Here, we describe how mass spectrometry (MS) can be used to corroborate protein designs, but also how the concept can be reversed by using designed proteins to test the limits of structural proteomics. Based on these insights, we suggest specifically designed or engineered proteins as a versatile tool to test and expand the limits of biophysical methods.
Corroborating protein design with MS
Considering the rapid pace of the field, corroborating the increasingly complex designs may become a potential bottleneck for future development. Since the three-dimensional fold predictions are already of high accuracy, experimental investigations are likely to focus on interactions and dynamics. We have previously demonstrated how MS can be integrated with ML-based structure predictions to monitor binding, folding, and stability of proteins (Allison et al., Reference Allison, Degiacomi, Marklund, Jovine, Elofsson, Benesch and Landreh2022). Although MS generally does not provide sufficient constraints to solve a protein structure from scratch, it can corroborate predicted interactions. Electrospray ionization (ESI)-MS enables the transfer of proteins into the gas phase with minimal distortion of their structural features (Konermann et al., Reference Konermann, Ahadi, Rodriguez and Vahidi2013). This approach, termed ‘native MS’, can be used to measure the masses of intact complexes (Benesch et al., Reference Benesch, Ruotolo, Simmons and Robinson2007; Lössl et al., Reference Lössl, van de Waterbeemd and Heck2016). Protein folded states, as well as, in some cases, conformational changes, can be detected by monitoring changes in ion charge state distributions (Konermann et al., Reference Konermann, Ahadi, Rodriguez and Vahidi2013; Chingin and Barylyuk, Reference Chingin and Barylyuk2018). Native ion mobility MS (IM-MS) can be used to determine the collision cross sections (CCS) of protein ions, which provides insights into their architecture and dynamics (Christofi and Barran, Reference Christofi and Barran2023).

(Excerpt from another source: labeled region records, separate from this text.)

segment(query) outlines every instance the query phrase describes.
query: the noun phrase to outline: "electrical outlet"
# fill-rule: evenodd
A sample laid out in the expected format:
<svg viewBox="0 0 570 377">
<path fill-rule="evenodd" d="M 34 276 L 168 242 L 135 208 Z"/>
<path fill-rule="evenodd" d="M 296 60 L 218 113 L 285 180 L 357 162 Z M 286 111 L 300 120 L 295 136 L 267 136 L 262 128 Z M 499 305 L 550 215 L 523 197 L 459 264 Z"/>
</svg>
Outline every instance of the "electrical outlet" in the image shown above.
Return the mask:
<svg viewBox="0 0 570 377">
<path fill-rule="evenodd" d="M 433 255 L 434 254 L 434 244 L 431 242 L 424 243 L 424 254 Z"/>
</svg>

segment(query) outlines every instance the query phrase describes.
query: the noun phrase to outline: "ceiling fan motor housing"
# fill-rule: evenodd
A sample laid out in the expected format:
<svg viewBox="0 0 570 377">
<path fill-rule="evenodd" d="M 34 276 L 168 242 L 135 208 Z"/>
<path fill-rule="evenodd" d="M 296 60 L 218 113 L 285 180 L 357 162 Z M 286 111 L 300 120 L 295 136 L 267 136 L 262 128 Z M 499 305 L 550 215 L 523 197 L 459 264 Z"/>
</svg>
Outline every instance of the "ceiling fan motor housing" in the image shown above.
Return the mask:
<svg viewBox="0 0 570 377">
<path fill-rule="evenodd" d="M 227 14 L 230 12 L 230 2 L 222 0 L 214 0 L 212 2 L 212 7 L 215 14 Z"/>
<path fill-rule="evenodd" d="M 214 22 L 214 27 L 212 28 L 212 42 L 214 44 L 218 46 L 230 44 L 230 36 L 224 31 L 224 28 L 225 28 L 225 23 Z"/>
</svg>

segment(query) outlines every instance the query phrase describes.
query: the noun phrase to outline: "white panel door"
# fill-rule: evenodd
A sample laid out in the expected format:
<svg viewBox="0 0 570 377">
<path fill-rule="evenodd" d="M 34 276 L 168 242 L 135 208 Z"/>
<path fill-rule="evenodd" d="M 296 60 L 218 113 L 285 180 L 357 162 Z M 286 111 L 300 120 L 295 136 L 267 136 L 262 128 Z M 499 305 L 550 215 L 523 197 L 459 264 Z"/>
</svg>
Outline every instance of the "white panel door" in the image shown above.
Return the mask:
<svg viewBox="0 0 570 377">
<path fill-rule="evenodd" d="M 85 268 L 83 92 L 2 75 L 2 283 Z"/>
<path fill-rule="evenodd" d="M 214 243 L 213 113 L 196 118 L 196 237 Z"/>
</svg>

MS in combination with protein digestion and liquid chromatography can additionally detect local dynamics through crosslinking or hydrogen/deuterium exchange, which improves structure prediction accuracy (Stahl et al., Reference Stahl, Warneke, Demann, Bremenkamp, Hormes, Brock, Stülke and Rappsilber2024; Wang et al., Reference Wang, Tučs, Ding, Tsuda and Sljoka2025). In this manner, MS can capture complex structural processes such as enzyme dynamics, bridging the gap between structure and function (Busenlehner and Armstrong, Reference Busenlehner and Armstrong2005; Marklund and Benesch, Reference Marklund and Benesch2019).

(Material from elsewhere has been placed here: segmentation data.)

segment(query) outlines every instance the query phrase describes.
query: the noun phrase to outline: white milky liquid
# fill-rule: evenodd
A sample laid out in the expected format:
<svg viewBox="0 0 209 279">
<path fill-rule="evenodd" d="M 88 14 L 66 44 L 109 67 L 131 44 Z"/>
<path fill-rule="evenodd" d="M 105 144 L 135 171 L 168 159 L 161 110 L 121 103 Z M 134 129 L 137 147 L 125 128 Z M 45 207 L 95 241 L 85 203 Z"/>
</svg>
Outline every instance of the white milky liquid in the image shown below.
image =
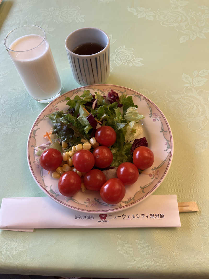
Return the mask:
<svg viewBox="0 0 209 279">
<path fill-rule="evenodd" d="M 46 40 L 42 42 L 43 39 L 37 35 L 23 36 L 14 41 L 9 48 L 23 52 L 9 51 L 29 94 L 40 100 L 52 98 L 61 89 L 61 81 L 50 47 Z"/>
</svg>

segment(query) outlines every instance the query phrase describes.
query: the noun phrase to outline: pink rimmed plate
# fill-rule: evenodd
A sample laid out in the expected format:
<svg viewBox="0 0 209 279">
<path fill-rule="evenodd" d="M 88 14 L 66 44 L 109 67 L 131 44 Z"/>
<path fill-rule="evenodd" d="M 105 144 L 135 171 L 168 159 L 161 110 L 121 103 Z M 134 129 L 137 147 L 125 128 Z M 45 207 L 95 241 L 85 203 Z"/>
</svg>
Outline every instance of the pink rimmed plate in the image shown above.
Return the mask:
<svg viewBox="0 0 209 279">
<path fill-rule="evenodd" d="M 73 98 L 82 95 L 85 89 L 93 94 L 97 91 L 105 95 L 111 89 L 119 95 L 131 95 L 138 110 L 145 118 L 141 121 L 143 132 L 140 137 L 146 137 L 148 147 L 155 157 L 151 167 L 140 175 L 134 184 L 126 187 L 125 195 L 116 205 L 108 205 L 101 198 L 99 192 L 81 190 L 73 197 L 65 197 L 58 189 L 58 180 L 52 178 L 47 171 L 40 167 L 39 157 L 35 154 L 34 148 L 47 140 L 43 136 L 53 126 L 47 115 L 58 110 L 67 110 L 67 97 Z M 167 174 L 172 161 L 173 140 L 169 124 L 160 110 L 152 101 L 136 91 L 121 86 L 109 84 L 95 85 L 80 87 L 62 94 L 49 104 L 39 114 L 30 132 L 27 154 L 29 168 L 36 183 L 46 194 L 61 205 L 81 211 L 96 213 L 110 212 L 129 208 L 143 201 L 153 193 Z"/>
</svg>

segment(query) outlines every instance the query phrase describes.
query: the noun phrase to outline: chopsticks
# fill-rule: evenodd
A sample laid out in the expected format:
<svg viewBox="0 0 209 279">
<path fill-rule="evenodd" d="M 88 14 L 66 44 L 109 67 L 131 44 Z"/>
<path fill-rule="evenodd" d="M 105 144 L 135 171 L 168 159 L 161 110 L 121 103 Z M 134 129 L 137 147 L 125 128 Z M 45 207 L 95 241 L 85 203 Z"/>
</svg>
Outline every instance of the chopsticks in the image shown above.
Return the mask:
<svg viewBox="0 0 209 279">
<path fill-rule="evenodd" d="M 195 201 L 178 203 L 178 206 L 179 213 L 182 212 L 193 212 L 199 211 L 197 205 Z"/>
</svg>

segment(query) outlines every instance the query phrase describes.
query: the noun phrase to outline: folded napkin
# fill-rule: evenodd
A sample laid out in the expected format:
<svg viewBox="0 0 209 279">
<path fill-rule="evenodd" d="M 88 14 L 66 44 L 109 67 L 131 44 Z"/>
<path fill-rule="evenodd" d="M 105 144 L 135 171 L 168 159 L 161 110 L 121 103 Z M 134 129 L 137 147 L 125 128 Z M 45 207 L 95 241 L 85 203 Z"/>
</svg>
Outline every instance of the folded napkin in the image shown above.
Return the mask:
<svg viewBox="0 0 209 279">
<path fill-rule="evenodd" d="M 151 195 L 130 208 L 106 213 L 71 209 L 48 197 L 3 198 L 0 229 L 181 227 L 176 195 Z"/>
</svg>

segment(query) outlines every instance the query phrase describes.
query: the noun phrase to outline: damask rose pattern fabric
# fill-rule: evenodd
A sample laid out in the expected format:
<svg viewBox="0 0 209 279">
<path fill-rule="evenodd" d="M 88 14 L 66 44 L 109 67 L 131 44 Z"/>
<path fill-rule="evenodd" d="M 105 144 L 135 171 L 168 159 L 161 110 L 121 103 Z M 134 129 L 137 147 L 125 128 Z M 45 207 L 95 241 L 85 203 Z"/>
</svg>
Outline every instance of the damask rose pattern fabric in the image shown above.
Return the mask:
<svg viewBox="0 0 209 279">
<path fill-rule="evenodd" d="M 86 27 L 107 33 L 111 73 L 106 83 L 110 85 L 103 91 L 107 93 L 111 85 L 116 85 L 140 92 L 159 107 L 171 126 L 172 162 L 155 194 L 176 194 L 180 202 L 196 202 L 200 210 L 181 213 L 181 227 L 178 229 L 2 230 L 0 274 L 209 278 L 209 3 L 204 0 L 3 0 L 0 15 L 0 203 L 3 198 L 45 194 L 30 172 L 26 148 L 31 128 L 45 105 L 29 95 L 3 42 L 15 28 L 33 24 L 46 32 L 62 93 L 79 86 L 67 60 L 67 36 Z M 57 109 L 50 107 L 52 112 Z M 159 117 L 155 112 L 149 121 L 157 125 Z M 152 131 L 144 129 L 149 143 Z M 169 143 L 163 143 L 165 152 Z M 144 175 L 156 181 L 160 170 Z M 85 202 L 89 208 L 96 206 L 88 196 Z"/>
</svg>

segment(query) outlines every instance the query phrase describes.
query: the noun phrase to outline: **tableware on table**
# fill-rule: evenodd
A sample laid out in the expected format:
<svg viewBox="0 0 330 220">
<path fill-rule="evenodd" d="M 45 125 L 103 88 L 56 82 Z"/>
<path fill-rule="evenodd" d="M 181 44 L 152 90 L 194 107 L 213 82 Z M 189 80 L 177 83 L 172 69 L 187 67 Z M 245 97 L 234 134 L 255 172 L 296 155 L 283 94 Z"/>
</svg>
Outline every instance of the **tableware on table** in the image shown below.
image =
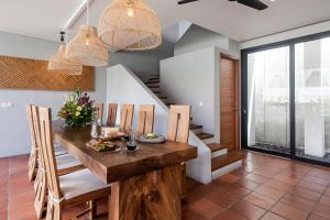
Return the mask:
<svg viewBox="0 0 330 220">
<path fill-rule="evenodd" d="M 136 135 L 138 133 L 131 130 L 130 141 L 127 143 L 128 151 L 135 151 L 138 147 Z"/>
<path fill-rule="evenodd" d="M 99 139 L 105 140 L 105 141 L 113 141 L 117 139 L 121 139 L 123 136 L 124 136 L 124 133 L 118 131 L 114 133 L 101 134 L 101 135 L 99 135 Z"/>
<path fill-rule="evenodd" d="M 157 144 L 157 143 L 164 143 L 166 141 L 166 138 L 164 135 L 148 133 L 148 134 L 138 135 L 136 140 L 142 143 Z"/>
<path fill-rule="evenodd" d="M 97 122 L 92 122 L 90 135 L 92 139 L 99 138 L 99 128 Z"/>
<path fill-rule="evenodd" d="M 86 145 L 97 152 L 119 152 L 121 150 L 116 143 L 103 140 L 90 140 Z"/>
</svg>

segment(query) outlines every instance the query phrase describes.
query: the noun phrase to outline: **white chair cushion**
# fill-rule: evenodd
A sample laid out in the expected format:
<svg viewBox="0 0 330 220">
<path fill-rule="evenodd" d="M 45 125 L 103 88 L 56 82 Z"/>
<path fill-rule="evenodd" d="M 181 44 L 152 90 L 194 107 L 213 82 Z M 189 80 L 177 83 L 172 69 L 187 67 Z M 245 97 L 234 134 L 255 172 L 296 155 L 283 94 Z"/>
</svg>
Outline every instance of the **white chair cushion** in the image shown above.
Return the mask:
<svg viewBox="0 0 330 220">
<path fill-rule="evenodd" d="M 70 168 L 79 166 L 81 163 L 69 154 L 56 156 L 57 169 Z"/>
<path fill-rule="evenodd" d="M 63 148 L 63 146 L 61 146 L 58 143 L 55 142 L 54 142 L 54 152 L 55 152 L 55 156 L 67 154 L 67 151 Z"/>
<path fill-rule="evenodd" d="M 103 184 L 87 168 L 59 176 L 58 179 L 65 199 L 72 199 L 110 186 Z"/>
</svg>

However, connecting structural features in the gas phase to predicted or experimental solution structures is not without its challenges. Desolvated protein complexes can self-solvate, where previously solvent-exposed residues form new bonds with neighboring residues or the backbone (Breuker and McLafferty, Reference Breuker and McLafferty2008). Unsupported domains, disordered loops, and cavities can undergo significant compaction when the solvent is removed (Hansen et al., Reference Hansen, Lau, Giles, McDonnell, Struwe, Sutton and Politis2018; Rolland et al., Reference Rolland, Biberic and Prell2022). As the entire energy landscape is altered in a vacuum, proteins can adopt entirely new conformations that are not accessible in solution (Cropley et al., Reference Cropley, Liu, Chai, Bush and Bleiholder2024). It is important that these effects are considered when comparing MS data to protein structure predictions. Despite these caveats, it was recently found that the use of gas phase CCS data from IM-MS in the scoring function consistently improves the accuracy of AF2 models (Turzo et al., Reference Turzo, Seffernick, Rolland, Donor, Heinze, Prell, Wysocki and Lindert2022).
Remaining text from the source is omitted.